GTLGFeb 10, 2022

No-Regret Learning in Dynamic Stackelberg Games

arXiv:2202.04786v131 citations
Originality Incremental advance
AI Analysis

This addresses the challenge of incomplete information in security scheduling and similar domains, though it is incremental by extending known frameworks with linear parameterization.

The paper tackles the problem of learning optimal strategies in dynamic Stackelberg games with unknown follower utility functions, achieving a no-regret algorithm with sublinear regret bounds that are independent of the state space size and outperform existing model-free reinforcement learning methods.
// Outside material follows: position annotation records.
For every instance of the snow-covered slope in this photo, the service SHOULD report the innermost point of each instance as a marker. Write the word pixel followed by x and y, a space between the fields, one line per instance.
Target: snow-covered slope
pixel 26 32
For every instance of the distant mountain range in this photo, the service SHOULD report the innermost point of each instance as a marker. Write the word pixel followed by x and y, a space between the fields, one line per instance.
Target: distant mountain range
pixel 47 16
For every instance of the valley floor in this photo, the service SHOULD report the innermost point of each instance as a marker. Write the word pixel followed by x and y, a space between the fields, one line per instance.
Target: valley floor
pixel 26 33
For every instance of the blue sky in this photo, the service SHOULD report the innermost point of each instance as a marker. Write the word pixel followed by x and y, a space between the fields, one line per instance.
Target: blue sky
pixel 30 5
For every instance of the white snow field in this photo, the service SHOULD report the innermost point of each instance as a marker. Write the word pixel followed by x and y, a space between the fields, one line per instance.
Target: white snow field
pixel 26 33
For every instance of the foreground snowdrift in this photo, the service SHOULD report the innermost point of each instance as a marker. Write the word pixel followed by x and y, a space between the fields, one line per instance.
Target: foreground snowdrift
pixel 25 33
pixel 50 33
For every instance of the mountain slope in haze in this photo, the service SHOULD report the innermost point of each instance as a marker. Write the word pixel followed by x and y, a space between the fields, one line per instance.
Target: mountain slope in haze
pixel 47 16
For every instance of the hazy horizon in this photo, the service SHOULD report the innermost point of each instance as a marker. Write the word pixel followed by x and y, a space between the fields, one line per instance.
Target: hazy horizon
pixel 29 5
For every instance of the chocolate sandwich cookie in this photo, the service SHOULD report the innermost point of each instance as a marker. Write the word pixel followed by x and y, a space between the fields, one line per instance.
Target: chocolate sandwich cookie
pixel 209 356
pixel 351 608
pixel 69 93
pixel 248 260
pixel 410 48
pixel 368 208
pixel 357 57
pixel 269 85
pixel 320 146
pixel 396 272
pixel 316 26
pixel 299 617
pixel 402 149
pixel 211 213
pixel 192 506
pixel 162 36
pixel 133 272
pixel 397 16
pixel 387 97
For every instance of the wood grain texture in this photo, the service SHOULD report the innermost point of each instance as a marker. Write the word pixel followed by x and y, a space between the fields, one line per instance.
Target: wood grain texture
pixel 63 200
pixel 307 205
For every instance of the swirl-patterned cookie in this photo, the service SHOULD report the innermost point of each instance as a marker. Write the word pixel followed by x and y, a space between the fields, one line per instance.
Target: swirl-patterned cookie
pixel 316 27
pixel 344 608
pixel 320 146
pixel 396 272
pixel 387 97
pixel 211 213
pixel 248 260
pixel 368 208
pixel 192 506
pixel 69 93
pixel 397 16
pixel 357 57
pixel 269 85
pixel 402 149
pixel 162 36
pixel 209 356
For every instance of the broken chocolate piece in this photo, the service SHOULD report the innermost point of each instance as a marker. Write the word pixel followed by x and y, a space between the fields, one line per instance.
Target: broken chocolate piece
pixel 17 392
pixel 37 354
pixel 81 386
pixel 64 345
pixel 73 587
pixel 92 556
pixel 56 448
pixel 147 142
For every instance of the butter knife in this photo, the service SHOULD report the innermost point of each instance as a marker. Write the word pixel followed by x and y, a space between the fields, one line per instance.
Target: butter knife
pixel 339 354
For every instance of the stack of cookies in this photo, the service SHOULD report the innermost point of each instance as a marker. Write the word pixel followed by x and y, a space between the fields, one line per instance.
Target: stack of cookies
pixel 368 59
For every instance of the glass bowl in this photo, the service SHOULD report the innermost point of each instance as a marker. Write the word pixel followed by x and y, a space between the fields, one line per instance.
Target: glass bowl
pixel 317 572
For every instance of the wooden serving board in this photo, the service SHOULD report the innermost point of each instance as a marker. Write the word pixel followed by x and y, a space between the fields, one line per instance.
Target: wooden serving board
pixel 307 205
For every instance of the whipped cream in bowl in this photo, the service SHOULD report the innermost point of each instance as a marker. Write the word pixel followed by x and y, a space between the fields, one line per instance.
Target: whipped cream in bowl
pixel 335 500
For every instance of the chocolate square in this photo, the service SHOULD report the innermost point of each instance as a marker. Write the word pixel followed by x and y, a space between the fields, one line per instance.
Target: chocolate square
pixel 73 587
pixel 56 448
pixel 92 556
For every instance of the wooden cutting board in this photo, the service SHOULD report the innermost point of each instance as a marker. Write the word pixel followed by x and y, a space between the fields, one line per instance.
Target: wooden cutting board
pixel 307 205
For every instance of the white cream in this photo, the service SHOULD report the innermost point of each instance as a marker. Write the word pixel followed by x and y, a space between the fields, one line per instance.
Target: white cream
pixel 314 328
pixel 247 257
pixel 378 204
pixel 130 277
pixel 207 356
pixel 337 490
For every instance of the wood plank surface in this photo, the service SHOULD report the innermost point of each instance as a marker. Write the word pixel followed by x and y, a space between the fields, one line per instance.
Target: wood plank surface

In a Stackelberg game, a leader commits to a randomized strategy, and a follower chooses their best strategy in response. We consider an extension of a standard Stackelberg game, called a discrete-time dynamic Stackelberg game, that has an underlying state space that affects the leader's rewards and available strategies and evolves in a Markovian manner depending on both the leader and follower's selected strategies. Although standard Stackelberg games have been utilized to improve scheduling in security domains, their deployment is often limited by requiring complete information of the follower's utility function. In contrast, we consider scenarios where the follower's utility function is unknown to the leader; however, it can be linearly parameterized. Our objective then is to provide an algorithm that prescribes a randomized strategy to the leader at each step of the game based on observations of how the follower responded in previous steps. We design a no-regret learning algorithm that, with high probability, achieves a regret bound (when compared to the best policy in hindsight) which is sublinear in the number of time steps; the degree of sublinearity depends on the number of features representing the follower's utility function. The regret of the proposed learning algorithm is independent of the size of the state space and polynomial in the rest of the parameters of the game. We show that the proposed learning algorithm outperforms existing model-free reinforcement learning approaches.